What do I know?
The answer is: I don’t know.
I know that I know something.
How much I know, I do not know. Sometimes I feel like I know a lot, usually I feel like I know little. The more I learn the less I feel I know. Rather, I realise the sheer volume of what I do not know.
How much do you know?
My starting point is that you know what I know, understand what I understand. But, I quickly learn that your experience set, the books you have read, the teachers you have learnt from are not mine. I then feel I have a lot to learn from you, and by definition you probably have something to learn from me.
I know all this, yet I feel uncomfortable being a teacher. I know how little I know, so I feel hesitant to pass on incomplete and potentially inaccurate knowledge to you.
How much do we know?
Collective human knowledge continues to amaze me. I am in awe of the fact that we can build magnificent palaces, calculate the distance of the stars, photograph the depths of the ocean. Just visit a library to get a peek at the tip of the vast iceberg of knowledge we have created. The internet and mobile phones have democratised access to knowledge to such an extent that we are swimming information, more than we could ever dream of.

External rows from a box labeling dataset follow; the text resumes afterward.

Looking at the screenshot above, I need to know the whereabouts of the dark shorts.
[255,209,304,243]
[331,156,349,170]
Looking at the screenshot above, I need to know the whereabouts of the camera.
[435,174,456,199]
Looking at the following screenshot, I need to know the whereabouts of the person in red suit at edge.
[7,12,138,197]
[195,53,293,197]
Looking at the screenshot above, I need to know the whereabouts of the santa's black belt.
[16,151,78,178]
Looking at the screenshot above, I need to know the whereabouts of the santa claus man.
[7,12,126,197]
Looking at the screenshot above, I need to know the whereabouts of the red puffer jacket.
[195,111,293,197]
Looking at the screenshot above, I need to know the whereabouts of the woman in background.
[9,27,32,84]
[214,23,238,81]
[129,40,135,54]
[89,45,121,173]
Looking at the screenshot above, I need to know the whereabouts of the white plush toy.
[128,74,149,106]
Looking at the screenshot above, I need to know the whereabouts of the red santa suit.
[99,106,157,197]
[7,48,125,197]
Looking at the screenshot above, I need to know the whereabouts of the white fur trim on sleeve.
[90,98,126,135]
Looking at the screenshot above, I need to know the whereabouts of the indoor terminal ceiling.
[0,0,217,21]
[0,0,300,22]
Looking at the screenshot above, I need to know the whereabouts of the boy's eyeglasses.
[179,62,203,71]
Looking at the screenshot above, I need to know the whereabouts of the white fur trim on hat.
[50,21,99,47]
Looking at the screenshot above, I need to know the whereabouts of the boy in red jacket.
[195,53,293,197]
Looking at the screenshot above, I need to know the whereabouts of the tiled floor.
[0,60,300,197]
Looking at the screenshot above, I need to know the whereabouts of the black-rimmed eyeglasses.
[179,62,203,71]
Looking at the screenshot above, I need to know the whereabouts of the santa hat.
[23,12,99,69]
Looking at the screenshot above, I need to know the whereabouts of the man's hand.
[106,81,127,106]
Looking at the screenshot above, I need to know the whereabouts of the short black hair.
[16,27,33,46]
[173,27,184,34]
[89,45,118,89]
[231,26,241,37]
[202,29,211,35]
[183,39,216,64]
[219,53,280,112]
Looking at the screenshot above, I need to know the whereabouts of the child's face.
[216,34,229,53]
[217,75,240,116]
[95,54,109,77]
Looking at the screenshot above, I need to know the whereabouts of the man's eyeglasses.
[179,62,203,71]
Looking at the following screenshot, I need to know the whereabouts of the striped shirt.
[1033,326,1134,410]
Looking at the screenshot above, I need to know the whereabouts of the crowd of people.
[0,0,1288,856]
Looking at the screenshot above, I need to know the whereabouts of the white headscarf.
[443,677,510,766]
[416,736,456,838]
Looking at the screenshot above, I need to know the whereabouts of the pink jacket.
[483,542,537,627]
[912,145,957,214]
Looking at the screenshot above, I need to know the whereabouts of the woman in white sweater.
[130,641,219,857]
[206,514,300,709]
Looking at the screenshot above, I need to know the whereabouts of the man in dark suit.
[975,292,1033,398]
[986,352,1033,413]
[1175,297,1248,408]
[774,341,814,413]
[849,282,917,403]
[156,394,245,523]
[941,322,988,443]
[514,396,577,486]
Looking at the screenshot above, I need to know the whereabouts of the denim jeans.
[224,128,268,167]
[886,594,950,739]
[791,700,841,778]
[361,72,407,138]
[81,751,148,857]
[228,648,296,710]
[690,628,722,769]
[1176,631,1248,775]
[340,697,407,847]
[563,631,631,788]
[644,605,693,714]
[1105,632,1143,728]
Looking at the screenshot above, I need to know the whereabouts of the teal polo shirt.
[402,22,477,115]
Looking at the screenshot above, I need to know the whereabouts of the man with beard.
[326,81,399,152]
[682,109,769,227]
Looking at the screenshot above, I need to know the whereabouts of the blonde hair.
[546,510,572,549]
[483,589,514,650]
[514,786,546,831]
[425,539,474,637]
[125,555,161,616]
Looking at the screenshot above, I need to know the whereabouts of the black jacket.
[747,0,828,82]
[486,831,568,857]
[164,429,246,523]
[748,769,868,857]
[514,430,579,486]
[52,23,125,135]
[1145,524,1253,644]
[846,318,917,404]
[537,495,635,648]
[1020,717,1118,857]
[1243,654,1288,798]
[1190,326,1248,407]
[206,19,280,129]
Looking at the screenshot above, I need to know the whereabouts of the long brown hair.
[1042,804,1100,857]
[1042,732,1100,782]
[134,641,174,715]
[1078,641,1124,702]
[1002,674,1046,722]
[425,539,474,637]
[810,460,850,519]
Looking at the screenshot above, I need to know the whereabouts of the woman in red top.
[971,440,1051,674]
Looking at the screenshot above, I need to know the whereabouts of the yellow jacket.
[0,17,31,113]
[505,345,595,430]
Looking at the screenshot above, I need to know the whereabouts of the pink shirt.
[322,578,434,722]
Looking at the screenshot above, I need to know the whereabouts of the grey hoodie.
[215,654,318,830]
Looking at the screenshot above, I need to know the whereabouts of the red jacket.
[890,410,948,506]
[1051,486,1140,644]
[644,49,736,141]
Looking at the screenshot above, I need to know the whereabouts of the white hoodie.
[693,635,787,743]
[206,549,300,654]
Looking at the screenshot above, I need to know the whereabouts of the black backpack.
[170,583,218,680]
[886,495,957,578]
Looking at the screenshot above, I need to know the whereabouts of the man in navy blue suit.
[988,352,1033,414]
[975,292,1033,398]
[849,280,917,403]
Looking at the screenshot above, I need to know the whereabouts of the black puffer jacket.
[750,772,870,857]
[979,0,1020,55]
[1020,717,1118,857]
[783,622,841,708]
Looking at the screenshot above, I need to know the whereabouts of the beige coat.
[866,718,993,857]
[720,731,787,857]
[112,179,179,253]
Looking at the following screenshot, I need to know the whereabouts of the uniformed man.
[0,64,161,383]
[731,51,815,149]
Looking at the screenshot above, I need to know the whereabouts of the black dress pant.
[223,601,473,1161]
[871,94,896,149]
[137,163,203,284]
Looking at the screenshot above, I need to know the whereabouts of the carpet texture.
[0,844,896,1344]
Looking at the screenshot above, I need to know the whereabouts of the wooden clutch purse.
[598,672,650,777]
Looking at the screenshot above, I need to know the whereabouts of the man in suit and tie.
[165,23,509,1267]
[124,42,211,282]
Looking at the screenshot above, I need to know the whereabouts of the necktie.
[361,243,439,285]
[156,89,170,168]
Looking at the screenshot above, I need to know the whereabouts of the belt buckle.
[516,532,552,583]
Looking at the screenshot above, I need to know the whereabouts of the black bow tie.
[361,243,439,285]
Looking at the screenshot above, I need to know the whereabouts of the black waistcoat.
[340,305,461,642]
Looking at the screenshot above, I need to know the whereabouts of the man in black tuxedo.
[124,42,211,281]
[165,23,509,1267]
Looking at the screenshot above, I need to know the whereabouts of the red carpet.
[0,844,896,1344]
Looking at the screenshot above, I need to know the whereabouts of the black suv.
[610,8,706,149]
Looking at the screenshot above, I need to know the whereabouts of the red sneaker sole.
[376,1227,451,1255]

Yet sometimes I feel frustrated. We struggle to put this knowledge together well, to think beyond the short term. We implement without thinking about the results. We ignore age old wisdom when it challenges our immediate interests. We choose to listen to knowledge that supports us, and pretend we have not heard that which does not – which feels more true now in our post-truth, fake news political environment. The internet appears to have hastened this process by overwhelming us and allowing us to filter (in the worst cases filtering for us) not for quality and truth but for what is loudest and we are most likely to agree with.
Universal collective knowledge could be a beautiful thing. It could also be our downfall. Let’s work to make sure it is the former. How? I wish I knew.